Doctoral School of Physical Sciences
Doctor of MTA
The principal aim is to apply a recently developed fully spectral numerical integrator in order to solve the constraints of the Einstein equations, in their evolutionary forms . This was done by applying the Newman-Penrose “eth”-operator and a multipole expansion of the basic variables in terms of spin-weighted spherical harmonics for the algebraic-hyperbolic and parabolic-hyperbolic forms of the constraints (which in their original form these are partial differential equations) can be traced back to a set of non-linear ordinary differential equations (ODE) for the multipole expansion coefficients . During the term of the PhD program, we intended to develop further our numerical solver to investigate gravitational radiation emitted by dynamical black hole configurations.
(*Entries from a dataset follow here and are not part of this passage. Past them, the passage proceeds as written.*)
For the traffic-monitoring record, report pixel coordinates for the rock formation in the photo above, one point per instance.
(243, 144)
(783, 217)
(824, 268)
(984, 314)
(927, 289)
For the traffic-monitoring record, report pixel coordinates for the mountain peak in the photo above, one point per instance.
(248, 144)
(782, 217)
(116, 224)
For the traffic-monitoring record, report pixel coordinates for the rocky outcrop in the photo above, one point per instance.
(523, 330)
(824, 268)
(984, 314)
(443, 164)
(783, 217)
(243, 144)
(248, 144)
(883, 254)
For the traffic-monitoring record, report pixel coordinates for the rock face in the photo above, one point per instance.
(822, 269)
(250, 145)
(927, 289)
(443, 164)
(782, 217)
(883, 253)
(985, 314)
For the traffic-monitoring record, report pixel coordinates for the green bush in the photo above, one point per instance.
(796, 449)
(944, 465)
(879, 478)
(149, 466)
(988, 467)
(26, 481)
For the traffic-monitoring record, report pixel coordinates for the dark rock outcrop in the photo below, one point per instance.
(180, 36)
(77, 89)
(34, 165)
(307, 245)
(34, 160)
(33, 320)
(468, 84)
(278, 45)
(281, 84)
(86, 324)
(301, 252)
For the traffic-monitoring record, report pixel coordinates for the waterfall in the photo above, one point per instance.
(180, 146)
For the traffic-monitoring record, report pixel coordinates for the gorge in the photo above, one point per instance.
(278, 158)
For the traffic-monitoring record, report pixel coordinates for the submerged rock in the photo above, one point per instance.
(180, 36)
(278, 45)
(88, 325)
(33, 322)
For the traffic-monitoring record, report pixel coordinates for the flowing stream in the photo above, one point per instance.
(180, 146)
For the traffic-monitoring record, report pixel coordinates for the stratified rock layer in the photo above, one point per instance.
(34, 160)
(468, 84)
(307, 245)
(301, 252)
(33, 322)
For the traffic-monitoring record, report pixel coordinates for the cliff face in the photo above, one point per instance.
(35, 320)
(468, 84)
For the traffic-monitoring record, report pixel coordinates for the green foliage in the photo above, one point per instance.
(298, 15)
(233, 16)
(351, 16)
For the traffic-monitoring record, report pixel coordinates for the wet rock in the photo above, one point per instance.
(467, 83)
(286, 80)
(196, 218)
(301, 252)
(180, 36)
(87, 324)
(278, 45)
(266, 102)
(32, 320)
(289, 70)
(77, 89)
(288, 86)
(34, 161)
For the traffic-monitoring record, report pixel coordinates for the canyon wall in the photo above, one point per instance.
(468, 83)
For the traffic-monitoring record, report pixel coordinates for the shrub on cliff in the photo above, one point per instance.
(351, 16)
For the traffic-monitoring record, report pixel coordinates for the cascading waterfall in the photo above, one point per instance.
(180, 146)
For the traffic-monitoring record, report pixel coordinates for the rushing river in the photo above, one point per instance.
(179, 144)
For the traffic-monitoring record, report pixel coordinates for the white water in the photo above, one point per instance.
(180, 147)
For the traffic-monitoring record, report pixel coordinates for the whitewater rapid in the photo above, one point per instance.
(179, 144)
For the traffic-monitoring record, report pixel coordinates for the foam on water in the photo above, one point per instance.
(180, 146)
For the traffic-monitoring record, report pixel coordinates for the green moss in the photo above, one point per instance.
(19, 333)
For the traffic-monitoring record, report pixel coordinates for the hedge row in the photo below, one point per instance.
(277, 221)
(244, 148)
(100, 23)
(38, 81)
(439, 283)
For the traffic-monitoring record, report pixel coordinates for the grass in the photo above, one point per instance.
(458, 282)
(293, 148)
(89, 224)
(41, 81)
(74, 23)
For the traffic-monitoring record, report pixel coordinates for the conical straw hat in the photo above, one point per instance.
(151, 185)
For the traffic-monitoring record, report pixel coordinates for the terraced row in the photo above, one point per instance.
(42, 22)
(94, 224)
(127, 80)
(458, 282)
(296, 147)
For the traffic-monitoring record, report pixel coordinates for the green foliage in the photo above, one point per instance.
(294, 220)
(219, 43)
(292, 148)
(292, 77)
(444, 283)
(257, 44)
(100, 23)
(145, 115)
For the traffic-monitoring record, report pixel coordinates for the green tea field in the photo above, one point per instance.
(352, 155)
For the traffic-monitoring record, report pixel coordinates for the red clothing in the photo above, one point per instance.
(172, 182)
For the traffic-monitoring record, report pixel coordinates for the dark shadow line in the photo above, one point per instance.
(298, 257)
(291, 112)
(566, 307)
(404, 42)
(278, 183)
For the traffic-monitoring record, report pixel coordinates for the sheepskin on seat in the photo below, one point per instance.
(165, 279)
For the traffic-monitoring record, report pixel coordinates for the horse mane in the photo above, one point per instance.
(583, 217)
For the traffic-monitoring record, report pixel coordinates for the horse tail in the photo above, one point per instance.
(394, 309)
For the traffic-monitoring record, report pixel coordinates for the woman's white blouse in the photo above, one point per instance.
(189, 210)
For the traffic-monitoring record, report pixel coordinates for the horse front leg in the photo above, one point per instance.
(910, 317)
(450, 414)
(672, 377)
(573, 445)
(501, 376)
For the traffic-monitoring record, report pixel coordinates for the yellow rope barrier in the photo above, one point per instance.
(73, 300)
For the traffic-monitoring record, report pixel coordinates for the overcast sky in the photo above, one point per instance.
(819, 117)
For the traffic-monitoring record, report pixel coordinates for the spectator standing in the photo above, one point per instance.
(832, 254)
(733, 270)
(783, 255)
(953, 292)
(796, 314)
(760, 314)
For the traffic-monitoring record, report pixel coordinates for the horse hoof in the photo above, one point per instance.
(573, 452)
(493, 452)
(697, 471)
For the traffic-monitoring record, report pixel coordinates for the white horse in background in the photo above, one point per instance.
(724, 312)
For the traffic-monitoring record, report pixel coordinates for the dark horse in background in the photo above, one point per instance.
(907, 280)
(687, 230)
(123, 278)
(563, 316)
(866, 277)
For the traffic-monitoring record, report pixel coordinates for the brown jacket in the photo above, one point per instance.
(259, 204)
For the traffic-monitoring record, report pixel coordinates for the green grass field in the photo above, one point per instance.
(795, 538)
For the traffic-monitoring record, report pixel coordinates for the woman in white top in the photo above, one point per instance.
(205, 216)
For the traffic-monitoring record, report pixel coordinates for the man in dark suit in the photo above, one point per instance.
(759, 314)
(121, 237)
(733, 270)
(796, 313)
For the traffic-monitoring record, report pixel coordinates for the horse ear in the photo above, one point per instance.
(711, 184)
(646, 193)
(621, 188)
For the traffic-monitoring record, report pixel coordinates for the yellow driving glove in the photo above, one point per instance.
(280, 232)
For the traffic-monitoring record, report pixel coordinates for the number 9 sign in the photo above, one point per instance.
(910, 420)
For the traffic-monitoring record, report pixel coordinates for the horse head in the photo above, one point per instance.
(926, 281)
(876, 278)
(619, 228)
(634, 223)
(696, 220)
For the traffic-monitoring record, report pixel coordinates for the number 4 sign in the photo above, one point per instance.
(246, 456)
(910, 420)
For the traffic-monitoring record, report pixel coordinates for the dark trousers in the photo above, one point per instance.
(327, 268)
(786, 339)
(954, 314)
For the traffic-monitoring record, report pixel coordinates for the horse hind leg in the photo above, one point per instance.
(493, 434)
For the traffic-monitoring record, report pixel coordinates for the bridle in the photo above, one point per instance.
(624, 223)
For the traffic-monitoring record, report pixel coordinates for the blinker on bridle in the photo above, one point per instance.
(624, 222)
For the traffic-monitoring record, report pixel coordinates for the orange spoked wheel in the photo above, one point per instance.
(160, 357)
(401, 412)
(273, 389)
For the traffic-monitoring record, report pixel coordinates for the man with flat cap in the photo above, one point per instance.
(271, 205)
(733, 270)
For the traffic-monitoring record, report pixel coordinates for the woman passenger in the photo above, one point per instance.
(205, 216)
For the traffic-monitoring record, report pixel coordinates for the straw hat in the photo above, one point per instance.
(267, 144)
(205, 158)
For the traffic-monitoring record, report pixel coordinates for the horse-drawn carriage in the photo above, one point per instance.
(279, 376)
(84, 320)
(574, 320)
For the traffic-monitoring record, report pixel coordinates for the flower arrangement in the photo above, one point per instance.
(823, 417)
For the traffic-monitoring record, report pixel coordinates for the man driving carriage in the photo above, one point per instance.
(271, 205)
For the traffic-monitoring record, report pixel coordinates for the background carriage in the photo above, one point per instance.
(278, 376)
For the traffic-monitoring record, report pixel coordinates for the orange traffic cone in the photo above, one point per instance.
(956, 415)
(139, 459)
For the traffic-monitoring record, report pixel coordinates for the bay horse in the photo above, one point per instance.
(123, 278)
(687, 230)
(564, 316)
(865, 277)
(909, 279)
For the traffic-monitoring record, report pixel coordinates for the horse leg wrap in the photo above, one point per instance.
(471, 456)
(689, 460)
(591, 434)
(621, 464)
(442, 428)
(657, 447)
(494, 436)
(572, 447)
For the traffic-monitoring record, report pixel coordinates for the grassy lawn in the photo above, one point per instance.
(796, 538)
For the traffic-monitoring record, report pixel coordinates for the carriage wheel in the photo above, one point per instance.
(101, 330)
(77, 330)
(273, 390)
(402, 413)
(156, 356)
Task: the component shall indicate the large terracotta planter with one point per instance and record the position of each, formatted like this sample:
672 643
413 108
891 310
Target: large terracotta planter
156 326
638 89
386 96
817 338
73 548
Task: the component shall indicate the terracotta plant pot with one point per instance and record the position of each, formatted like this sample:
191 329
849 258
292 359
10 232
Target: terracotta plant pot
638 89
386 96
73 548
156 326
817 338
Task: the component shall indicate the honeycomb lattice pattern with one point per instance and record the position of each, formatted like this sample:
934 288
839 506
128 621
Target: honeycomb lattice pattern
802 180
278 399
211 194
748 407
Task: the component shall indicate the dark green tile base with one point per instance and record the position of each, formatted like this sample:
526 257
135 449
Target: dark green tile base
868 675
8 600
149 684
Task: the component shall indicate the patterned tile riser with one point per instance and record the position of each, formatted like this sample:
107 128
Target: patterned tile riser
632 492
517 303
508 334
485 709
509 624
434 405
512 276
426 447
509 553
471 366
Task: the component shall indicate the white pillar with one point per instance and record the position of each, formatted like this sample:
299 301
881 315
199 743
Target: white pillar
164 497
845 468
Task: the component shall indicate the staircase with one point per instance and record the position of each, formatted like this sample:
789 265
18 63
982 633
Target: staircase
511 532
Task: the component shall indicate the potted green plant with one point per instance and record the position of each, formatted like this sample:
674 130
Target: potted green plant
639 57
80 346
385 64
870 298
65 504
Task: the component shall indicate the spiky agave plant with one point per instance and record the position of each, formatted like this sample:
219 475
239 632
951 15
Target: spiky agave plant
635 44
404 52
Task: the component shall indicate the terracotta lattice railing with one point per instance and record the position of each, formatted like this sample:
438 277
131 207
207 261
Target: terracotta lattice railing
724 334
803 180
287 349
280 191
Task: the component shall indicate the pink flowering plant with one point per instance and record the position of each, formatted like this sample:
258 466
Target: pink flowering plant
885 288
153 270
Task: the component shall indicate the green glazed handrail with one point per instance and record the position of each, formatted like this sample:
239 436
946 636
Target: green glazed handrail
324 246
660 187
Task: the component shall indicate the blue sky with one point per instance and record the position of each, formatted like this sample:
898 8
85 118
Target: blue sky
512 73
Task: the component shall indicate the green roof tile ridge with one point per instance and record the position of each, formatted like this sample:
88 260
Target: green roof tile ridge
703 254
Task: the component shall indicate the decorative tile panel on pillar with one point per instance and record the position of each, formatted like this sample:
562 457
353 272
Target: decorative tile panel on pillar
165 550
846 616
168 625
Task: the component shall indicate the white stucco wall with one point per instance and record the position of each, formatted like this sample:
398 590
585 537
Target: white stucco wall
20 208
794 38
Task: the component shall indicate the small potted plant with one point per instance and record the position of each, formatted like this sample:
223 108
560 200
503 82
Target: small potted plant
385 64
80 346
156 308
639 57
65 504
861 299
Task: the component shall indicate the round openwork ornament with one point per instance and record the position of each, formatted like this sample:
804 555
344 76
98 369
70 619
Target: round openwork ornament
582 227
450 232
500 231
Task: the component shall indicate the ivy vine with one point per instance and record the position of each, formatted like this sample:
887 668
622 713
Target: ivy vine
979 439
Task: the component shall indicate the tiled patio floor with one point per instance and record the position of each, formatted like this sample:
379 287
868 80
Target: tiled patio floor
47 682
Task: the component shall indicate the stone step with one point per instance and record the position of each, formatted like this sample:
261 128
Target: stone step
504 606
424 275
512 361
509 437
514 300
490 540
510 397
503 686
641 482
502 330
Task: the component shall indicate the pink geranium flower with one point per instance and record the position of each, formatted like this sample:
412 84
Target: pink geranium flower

It is important to be emphasized that half of the research task are fully analytic so candidates with wide enough background have preferences.  I.Rácz, Constraints as evolutionary systems, Class. Quantum Gravity 33 015014 (2016)  I.Rácz and J. Winicour, Toward computing gravitational initial data without elliptics solvers, Class. Quantum Grav. 35 135002 (2018)
It is preferable to have some experience in solving analytic problems related to general relativity and/or hyperbolic, elliptic and parabolic type of partial differential equations. Basic knowledge to develop C++ programmes and capability in adapting existing C++ codes is also advantageous.